Minister of Social Affairs
- In office 9 May 1953 – 12 August 1955
- Prime Minister: Ali Sastroamidjojo
- Preceded by: Anwar Tjokroaminoto
- Succeeded by: Soedibjo

Minister of Labor
- In office 6 September 1950 – 27 April 1951
- Prime Minister: Mohammad Natsir
- Preceded by: Ma'as
- Succeeded by: Iskandar Tedjasukmana

Personal details
- Born: 3 November 1893 Porong, Sidoarjo, East Java, Dutch East Indies
- Died: 16 May 1981 (aged 87) Indonesia
- Party: Parindra

= Soeroso =

Indonesian politician and trade unionist (1893–1981)

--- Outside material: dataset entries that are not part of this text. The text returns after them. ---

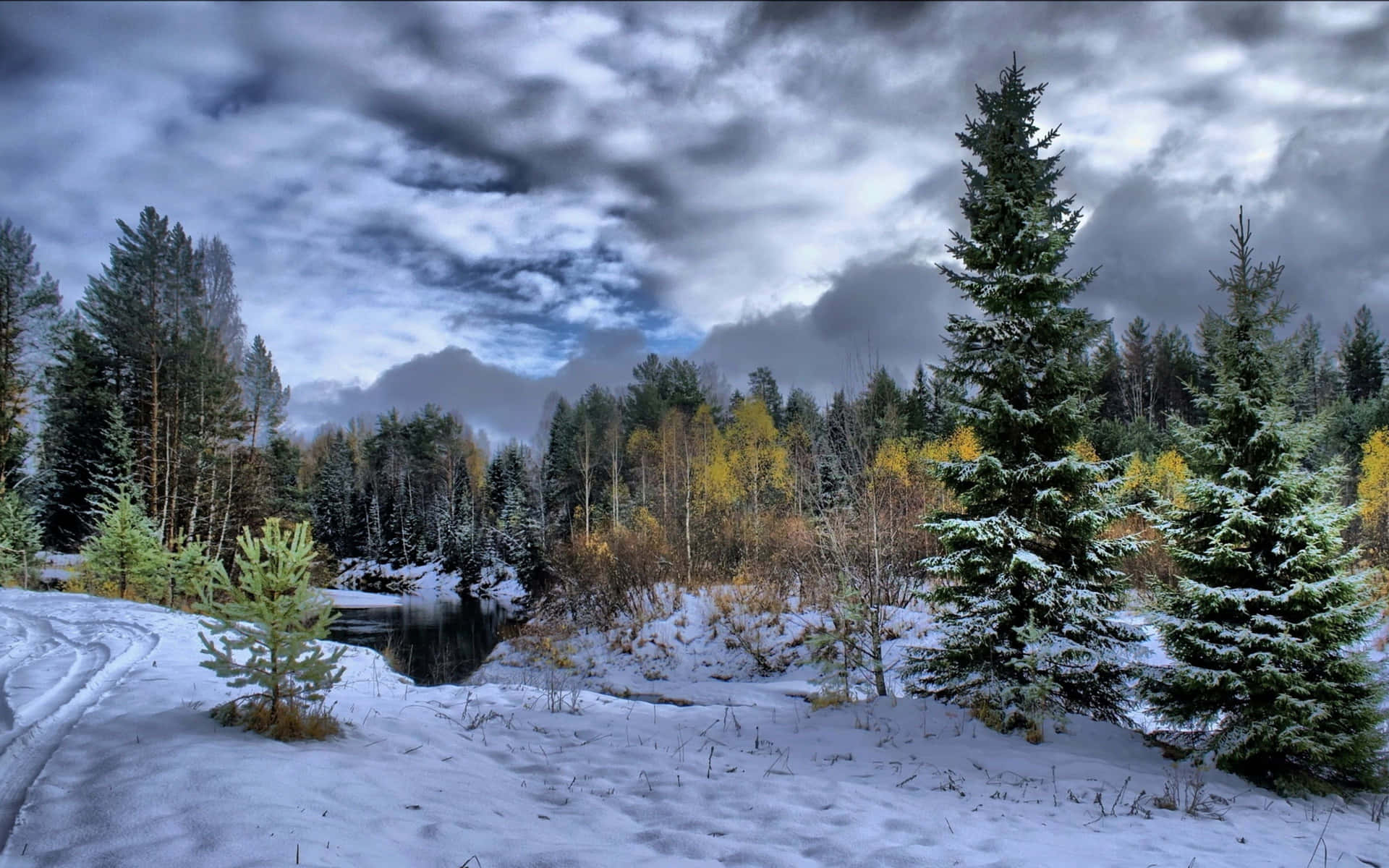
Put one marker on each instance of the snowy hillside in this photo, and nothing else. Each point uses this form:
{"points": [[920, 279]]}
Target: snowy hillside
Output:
{"points": [[110, 759]]}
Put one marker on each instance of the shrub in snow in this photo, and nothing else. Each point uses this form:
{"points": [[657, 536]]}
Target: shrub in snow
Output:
{"points": [[1025, 543], [268, 623], [1267, 613], [838, 647]]}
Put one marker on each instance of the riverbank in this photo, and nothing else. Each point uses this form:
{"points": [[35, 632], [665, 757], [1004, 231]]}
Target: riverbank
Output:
{"points": [[489, 775]]}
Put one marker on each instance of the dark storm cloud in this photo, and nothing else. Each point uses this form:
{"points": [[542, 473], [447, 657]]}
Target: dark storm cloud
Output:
{"points": [[886, 312], [495, 399], [460, 196]]}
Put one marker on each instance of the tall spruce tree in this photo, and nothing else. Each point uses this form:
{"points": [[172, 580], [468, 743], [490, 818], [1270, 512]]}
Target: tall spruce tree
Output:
{"points": [[1362, 357], [266, 398], [72, 445], [30, 307], [1031, 582], [1265, 616]]}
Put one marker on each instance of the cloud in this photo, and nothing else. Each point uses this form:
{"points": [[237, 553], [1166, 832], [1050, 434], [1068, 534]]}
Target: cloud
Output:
{"points": [[424, 195]]}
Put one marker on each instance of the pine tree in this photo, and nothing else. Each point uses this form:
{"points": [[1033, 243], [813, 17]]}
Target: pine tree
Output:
{"points": [[1138, 371], [762, 386], [125, 550], [18, 540], [1362, 357], [331, 499], [1176, 371], [30, 307], [1312, 373], [268, 623], [1025, 545], [223, 305], [1265, 616], [1108, 374]]}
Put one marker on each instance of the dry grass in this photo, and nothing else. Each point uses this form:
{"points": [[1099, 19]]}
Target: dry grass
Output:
{"points": [[1152, 567]]}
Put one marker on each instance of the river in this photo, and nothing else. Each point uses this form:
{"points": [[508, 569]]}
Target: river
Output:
{"points": [[436, 639]]}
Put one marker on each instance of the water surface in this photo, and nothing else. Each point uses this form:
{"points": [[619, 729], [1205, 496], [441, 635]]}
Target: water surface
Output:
{"points": [[434, 639]]}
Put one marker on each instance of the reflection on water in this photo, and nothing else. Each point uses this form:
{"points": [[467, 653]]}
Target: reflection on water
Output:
{"points": [[435, 641]]}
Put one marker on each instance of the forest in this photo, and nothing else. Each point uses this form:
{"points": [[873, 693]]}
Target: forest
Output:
{"points": [[1020, 486]]}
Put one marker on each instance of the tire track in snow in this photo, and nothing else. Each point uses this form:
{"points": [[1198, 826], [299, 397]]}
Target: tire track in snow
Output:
{"points": [[103, 653]]}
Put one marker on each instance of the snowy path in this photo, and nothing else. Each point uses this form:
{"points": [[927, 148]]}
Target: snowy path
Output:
{"points": [[38, 710], [110, 759]]}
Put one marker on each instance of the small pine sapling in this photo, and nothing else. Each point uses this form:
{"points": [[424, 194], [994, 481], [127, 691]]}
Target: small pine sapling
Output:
{"points": [[1034, 694], [125, 553], [836, 647], [18, 539], [268, 623]]}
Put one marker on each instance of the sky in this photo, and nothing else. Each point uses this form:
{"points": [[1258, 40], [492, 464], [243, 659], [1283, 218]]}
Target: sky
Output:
{"points": [[483, 205]]}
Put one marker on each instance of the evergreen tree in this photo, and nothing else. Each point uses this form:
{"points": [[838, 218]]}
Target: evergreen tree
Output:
{"points": [[125, 550], [1265, 616], [30, 307], [266, 398], [561, 482], [72, 442], [917, 406], [224, 306], [18, 540], [762, 386], [1108, 375], [460, 550], [1025, 546], [881, 410], [1176, 370], [1362, 357], [1312, 373], [331, 499], [268, 623]]}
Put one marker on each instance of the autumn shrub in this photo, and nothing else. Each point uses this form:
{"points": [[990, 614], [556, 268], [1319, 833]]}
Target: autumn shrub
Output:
{"points": [[1152, 566], [747, 614], [614, 574]]}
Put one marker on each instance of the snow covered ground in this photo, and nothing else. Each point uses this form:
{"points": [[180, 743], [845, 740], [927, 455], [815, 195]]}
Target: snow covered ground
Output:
{"points": [[109, 759]]}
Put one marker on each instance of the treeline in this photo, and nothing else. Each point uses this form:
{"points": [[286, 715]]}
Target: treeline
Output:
{"points": [[146, 392], [1147, 378], [678, 477]]}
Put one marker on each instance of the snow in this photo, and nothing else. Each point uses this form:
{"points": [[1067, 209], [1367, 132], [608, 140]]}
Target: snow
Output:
{"points": [[428, 581], [110, 759]]}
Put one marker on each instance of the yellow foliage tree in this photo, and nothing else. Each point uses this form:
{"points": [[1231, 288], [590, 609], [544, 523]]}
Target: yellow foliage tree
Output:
{"points": [[1372, 489], [964, 445], [757, 456], [1084, 451]]}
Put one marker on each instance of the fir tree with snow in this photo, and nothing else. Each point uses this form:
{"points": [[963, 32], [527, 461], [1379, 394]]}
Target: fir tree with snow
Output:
{"points": [[1266, 618], [268, 623], [18, 539], [125, 549], [1024, 548]]}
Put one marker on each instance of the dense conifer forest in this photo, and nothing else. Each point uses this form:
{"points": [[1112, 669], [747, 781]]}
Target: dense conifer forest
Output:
{"points": [[1236, 478]]}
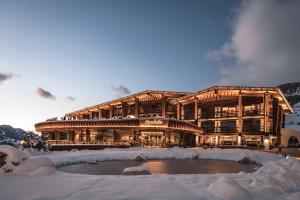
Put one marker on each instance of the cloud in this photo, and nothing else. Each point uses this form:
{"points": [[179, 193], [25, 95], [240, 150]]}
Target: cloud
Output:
{"points": [[45, 94], [70, 98], [4, 77], [47, 71], [264, 48], [121, 90]]}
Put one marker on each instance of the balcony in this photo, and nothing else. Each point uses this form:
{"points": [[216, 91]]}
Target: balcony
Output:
{"points": [[221, 129], [222, 114], [253, 129], [256, 112]]}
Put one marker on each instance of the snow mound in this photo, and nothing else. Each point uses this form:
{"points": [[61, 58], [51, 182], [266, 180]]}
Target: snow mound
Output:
{"points": [[43, 171], [228, 188], [17, 162], [33, 164], [280, 176], [139, 170], [14, 156]]}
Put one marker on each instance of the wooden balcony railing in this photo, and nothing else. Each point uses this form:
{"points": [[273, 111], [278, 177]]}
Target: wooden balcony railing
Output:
{"points": [[140, 123]]}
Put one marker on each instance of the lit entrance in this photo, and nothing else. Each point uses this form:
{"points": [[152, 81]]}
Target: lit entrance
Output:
{"points": [[153, 139]]}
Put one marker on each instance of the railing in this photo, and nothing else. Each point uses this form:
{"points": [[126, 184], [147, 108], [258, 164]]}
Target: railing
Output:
{"points": [[223, 114], [221, 129], [66, 142], [118, 123], [253, 129], [253, 112]]}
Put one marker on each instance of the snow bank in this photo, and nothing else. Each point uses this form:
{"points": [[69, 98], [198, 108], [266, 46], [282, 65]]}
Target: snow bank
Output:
{"points": [[19, 163], [14, 156], [33, 164], [277, 179], [43, 171], [228, 188], [280, 176], [82, 156], [139, 170]]}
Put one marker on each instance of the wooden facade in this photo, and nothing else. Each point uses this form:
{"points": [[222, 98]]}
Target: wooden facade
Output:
{"points": [[220, 115]]}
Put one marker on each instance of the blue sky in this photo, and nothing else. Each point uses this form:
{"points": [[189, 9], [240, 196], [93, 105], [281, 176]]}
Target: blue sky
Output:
{"points": [[87, 49]]}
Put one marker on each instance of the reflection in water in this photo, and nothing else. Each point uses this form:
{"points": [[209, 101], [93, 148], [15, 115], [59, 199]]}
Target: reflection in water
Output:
{"points": [[172, 166]]}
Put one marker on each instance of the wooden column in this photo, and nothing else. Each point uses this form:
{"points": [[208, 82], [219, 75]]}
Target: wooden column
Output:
{"points": [[240, 113], [196, 109], [124, 111], [136, 108], [163, 110], [178, 111], [100, 114], [57, 135], [266, 114], [110, 112]]}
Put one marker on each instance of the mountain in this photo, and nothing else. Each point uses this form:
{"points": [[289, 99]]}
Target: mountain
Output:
{"points": [[13, 133], [291, 92]]}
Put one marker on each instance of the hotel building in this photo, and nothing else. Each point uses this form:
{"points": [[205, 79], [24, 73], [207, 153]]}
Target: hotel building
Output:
{"points": [[217, 116]]}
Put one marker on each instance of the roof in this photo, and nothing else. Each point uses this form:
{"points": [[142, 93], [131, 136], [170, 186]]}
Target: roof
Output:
{"points": [[276, 90], [181, 96], [131, 97]]}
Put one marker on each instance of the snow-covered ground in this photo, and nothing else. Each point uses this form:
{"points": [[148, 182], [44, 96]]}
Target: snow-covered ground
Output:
{"points": [[293, 120], [278, 178]]}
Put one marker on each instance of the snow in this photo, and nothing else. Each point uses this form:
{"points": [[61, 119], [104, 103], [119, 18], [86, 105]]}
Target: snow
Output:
{"points": [[293, 120], [228, 188], [277, 179], [139, 170], [33, 164], [66, 157], [43, 171], [13, 155]]}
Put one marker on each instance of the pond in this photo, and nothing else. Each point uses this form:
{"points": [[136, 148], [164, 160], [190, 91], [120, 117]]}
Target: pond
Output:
{"points": [[171, 166]]}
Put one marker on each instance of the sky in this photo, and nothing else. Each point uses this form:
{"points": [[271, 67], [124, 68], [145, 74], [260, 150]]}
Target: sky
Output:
{"points": [[62, 55]]}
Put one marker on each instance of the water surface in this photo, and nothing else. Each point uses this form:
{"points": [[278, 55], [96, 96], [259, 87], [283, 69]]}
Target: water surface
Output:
{"points": [[172, 166]]}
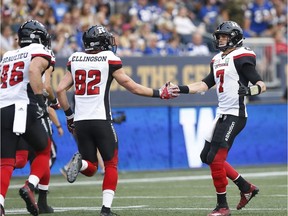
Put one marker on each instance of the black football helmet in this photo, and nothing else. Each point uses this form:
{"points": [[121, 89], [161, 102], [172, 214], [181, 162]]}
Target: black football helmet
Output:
{"points": [[33, 31], [97, 38], [234, 32]]}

Raden Panji Soeroso (EYD: Suroso; 3 November 1893 – 16 May 1981) was an Indonesian politician and labor union activist. He served in various positions throughout his career, including as the first governor of Central Java and a minister in several cabinets. He was also the leader of the Persatuan Vakbond Pegawei Negeri union federation and was active in the Parindra political party during the colonial period. He was also a member of the BPUPK and PPKI committees. He also founded the Civil Servants Cooperative Republic of Indonesia. In 1986, he was made a national hero by presidential decree. He died in Indonesia.

==Personal life==
One of his sons was Raden Panji Soejono (1926–present), an antiquities expert and senior archaeologist in Indonesia. Soejono is a professor of prehistoric archeology at several universities in Indonesia. Among others: the University of Indonesia, Gadjah Mada University, and Udayana University. He was head of the National Archaeological Research Center (Pusat Penelitian Arkeologi Nasional) from 1974 to 1989.